Design/methodology/approach
In total, 147 participants from Israel, 101 from the USA and 80 from South Africa provided quantitative rating scale responses and qualitative explanations about such a putative right. Qualitative responses were coded for presence or absence of indices of MD and engagement.
Findings
In ANOVAs by gender and country, men scored higher than women on rating scale scores indicating support for the right; there were no significant national differences on these scores. Chi-square analyses with the coded qualitative responses indicated more men than women gave morally disengaged responses, proportionately more South Africans than Israelis provided morally disengaged responses and proportionately more South Africans and Americans than Israelis provided morally engaged responses.
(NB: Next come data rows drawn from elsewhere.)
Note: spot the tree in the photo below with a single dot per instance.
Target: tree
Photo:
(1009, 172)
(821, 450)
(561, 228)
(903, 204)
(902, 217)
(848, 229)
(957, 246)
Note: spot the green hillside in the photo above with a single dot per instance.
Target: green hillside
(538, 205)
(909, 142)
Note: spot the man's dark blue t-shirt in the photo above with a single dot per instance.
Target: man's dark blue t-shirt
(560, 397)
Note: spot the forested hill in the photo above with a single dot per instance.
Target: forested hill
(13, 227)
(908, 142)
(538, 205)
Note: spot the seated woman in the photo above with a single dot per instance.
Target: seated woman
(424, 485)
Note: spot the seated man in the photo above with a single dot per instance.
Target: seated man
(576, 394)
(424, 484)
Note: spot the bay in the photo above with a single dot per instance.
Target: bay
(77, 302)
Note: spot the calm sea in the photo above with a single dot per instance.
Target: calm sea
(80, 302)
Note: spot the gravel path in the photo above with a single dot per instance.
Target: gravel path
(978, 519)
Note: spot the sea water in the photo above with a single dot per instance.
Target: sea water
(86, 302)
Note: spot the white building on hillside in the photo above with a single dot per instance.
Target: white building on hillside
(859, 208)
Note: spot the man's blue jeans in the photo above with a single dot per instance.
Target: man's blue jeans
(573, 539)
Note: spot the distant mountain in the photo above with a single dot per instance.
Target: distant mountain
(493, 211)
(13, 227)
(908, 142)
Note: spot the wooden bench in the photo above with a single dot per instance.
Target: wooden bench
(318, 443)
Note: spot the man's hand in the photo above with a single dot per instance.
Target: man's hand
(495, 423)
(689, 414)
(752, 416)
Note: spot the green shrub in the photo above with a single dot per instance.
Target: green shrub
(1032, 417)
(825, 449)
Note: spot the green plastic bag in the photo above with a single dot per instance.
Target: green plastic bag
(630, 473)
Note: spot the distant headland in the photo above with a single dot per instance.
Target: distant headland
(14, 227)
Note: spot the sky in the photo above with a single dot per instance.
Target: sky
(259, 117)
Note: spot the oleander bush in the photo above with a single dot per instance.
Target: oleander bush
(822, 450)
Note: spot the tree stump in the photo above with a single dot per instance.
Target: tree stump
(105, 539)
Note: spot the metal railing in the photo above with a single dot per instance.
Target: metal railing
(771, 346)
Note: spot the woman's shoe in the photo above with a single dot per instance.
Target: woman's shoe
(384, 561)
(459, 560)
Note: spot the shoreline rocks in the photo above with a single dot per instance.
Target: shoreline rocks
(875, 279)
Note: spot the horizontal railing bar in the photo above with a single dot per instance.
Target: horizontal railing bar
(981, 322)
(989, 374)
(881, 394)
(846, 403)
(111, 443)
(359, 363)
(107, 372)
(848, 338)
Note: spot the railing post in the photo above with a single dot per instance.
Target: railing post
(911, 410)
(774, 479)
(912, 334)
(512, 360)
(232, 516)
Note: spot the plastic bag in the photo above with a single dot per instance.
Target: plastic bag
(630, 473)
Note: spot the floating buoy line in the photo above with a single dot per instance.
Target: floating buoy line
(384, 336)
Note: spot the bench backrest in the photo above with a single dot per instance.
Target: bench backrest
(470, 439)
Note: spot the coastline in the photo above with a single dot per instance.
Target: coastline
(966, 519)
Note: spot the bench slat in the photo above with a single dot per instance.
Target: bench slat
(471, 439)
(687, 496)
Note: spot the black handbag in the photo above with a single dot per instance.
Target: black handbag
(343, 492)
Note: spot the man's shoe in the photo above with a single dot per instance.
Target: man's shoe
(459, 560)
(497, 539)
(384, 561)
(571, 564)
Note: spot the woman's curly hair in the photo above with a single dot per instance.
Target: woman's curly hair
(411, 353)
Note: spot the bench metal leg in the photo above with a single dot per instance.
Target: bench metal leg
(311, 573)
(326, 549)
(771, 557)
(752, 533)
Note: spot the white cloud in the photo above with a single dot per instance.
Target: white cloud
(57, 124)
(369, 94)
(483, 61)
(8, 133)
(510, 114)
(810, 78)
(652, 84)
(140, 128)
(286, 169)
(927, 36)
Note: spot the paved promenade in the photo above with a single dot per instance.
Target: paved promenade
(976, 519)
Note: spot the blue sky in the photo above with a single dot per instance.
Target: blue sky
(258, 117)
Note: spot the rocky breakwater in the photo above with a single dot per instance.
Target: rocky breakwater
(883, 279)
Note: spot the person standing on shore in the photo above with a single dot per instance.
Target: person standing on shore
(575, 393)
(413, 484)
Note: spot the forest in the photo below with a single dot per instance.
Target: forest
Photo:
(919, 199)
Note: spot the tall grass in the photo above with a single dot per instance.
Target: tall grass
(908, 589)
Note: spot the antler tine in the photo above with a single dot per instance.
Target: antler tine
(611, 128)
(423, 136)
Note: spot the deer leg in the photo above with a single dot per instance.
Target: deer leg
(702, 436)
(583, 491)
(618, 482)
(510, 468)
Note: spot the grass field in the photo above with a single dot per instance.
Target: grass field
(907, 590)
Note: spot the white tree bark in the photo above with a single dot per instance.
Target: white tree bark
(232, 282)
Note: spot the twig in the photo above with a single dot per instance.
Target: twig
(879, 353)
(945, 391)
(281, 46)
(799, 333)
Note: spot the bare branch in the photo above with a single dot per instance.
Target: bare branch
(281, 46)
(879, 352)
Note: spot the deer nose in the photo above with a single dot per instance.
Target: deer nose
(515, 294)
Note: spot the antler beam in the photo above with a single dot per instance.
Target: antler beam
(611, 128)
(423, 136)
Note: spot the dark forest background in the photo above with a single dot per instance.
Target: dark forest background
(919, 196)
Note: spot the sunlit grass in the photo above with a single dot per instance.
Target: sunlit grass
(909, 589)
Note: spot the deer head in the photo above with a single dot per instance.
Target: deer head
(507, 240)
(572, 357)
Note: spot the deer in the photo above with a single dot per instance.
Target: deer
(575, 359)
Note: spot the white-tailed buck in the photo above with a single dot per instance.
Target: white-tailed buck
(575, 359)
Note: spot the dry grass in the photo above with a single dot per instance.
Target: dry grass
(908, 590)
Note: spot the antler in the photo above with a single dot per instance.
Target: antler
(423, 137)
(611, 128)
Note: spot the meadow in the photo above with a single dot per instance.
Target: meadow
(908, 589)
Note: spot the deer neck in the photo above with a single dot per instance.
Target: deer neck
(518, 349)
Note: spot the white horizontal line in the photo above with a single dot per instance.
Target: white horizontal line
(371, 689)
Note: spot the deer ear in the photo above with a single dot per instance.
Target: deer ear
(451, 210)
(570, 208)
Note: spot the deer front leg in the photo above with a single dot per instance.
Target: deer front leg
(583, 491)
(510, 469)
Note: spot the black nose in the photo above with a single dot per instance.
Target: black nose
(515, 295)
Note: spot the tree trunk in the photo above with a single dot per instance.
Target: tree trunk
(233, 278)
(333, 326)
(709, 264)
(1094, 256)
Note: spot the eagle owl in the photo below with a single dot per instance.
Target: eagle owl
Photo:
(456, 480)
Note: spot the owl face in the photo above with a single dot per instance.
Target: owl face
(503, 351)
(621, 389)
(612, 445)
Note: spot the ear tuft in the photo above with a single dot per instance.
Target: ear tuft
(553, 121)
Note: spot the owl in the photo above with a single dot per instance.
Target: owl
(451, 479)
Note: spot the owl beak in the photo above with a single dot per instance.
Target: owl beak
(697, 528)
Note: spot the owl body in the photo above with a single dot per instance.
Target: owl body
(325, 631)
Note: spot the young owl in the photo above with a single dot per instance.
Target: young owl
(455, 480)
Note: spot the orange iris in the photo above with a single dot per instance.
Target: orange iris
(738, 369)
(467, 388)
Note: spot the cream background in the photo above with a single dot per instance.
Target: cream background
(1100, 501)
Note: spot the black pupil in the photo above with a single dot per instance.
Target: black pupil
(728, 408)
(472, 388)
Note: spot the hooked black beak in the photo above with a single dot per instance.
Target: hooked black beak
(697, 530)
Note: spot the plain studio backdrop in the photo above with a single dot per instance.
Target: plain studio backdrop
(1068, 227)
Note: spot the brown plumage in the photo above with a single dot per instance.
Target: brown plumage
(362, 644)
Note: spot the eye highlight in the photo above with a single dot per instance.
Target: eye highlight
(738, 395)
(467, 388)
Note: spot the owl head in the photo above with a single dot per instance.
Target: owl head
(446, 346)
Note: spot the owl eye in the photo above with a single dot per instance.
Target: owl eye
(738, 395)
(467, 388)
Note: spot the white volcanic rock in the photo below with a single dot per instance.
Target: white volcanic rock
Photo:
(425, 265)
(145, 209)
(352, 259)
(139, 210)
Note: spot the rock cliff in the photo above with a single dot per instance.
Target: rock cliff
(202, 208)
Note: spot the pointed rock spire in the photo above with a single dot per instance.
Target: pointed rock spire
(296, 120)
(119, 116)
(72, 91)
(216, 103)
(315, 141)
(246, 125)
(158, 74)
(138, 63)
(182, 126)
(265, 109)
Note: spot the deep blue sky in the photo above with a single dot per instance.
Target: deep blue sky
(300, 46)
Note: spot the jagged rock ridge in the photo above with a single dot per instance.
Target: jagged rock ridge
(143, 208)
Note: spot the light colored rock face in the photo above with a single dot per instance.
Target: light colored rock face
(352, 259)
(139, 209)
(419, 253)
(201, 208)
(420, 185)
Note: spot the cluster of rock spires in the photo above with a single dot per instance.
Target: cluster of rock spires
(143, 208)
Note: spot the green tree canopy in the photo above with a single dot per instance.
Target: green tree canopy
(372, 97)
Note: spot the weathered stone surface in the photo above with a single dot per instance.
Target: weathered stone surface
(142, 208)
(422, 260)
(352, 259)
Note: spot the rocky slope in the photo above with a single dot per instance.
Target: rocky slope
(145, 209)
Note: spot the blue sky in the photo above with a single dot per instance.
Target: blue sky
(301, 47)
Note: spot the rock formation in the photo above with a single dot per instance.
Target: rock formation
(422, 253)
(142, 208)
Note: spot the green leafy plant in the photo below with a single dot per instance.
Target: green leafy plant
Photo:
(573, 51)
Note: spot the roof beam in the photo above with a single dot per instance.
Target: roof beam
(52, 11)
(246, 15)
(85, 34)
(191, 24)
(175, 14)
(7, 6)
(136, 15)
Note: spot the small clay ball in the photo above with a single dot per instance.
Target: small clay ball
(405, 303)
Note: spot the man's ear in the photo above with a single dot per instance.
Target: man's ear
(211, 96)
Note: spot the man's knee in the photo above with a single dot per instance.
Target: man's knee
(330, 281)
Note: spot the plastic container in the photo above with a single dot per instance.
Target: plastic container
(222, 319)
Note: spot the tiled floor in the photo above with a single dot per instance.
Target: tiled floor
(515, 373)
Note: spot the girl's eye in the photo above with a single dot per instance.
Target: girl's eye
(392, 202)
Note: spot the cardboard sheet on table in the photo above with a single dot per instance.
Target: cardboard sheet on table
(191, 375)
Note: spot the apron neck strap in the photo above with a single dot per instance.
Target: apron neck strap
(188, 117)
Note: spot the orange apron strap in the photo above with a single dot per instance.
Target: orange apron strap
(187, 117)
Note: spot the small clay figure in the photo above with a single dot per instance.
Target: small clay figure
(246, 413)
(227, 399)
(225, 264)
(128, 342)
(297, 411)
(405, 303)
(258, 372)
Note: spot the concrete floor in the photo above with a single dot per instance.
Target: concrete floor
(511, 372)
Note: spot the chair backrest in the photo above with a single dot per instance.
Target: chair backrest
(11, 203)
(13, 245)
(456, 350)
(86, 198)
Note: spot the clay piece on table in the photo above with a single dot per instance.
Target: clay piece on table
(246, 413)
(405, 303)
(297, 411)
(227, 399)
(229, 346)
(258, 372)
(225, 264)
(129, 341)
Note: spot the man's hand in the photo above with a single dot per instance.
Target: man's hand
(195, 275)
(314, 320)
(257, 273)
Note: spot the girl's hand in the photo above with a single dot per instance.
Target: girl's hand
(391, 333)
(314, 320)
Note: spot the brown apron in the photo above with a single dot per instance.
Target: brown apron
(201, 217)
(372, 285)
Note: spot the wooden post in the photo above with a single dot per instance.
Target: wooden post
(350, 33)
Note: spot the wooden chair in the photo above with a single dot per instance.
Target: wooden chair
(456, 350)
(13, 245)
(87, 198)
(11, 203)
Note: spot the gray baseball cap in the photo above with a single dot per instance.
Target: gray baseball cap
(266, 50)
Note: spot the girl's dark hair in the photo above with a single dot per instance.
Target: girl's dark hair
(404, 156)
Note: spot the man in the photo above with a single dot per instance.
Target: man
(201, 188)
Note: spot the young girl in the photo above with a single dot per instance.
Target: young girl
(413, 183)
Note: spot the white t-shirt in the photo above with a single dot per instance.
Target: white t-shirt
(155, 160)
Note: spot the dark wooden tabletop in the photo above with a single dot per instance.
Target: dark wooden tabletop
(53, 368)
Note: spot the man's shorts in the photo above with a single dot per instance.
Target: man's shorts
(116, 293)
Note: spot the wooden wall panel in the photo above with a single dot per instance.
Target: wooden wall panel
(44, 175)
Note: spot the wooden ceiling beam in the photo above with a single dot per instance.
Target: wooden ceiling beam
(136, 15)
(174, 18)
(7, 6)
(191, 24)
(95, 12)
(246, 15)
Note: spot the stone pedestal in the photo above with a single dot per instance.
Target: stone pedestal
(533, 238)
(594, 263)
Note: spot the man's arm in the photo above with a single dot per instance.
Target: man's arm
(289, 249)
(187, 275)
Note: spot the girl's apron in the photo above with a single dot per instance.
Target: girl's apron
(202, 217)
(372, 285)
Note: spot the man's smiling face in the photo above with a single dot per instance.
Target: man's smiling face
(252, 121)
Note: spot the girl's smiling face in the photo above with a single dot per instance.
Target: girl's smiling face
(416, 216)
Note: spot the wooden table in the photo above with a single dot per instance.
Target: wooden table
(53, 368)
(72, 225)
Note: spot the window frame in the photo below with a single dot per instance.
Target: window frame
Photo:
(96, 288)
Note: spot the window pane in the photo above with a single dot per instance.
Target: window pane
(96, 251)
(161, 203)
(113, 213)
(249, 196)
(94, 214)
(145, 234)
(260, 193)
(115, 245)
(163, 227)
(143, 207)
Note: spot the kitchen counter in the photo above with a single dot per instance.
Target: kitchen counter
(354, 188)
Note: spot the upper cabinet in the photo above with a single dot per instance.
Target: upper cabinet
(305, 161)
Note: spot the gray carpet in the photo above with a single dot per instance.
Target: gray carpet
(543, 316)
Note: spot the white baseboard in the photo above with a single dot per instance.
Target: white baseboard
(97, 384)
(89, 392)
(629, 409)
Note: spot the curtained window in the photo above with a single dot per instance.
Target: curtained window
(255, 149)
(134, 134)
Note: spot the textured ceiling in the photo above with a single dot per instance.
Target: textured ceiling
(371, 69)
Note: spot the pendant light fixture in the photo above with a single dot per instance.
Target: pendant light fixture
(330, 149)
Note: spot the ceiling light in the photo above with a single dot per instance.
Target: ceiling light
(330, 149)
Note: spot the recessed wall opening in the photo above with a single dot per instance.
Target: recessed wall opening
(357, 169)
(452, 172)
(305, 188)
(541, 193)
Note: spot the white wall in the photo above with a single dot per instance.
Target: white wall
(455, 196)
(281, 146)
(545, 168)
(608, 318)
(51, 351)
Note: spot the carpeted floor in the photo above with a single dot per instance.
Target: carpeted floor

Pearson correlation analyses indicated that MD was positively correlated with rating scale scores and moral engagement was negatively related to rating scale scores in all three countries.
Research limitations/implications
Regarding limitations, it is difficult to know how the omission of qualitative explanations of rating scale responses by many participants influenced the statistical findings – or how to interpret the more restricted level of qualitative responses in Israel and South Africa as compared to the USA.
Social implications
Programs designed to counteract MD have the potential for helping reduce support for war and its inhumanities across diverse nations.
Originality/value
This is the first study on MD to compare American, Israeli and South African perspectives on the justifiability of human rights violations in the war on terror. The findings go beyond earlier studies in finding gender differences in MD that occurred across three very different nations in three very different parts of the world.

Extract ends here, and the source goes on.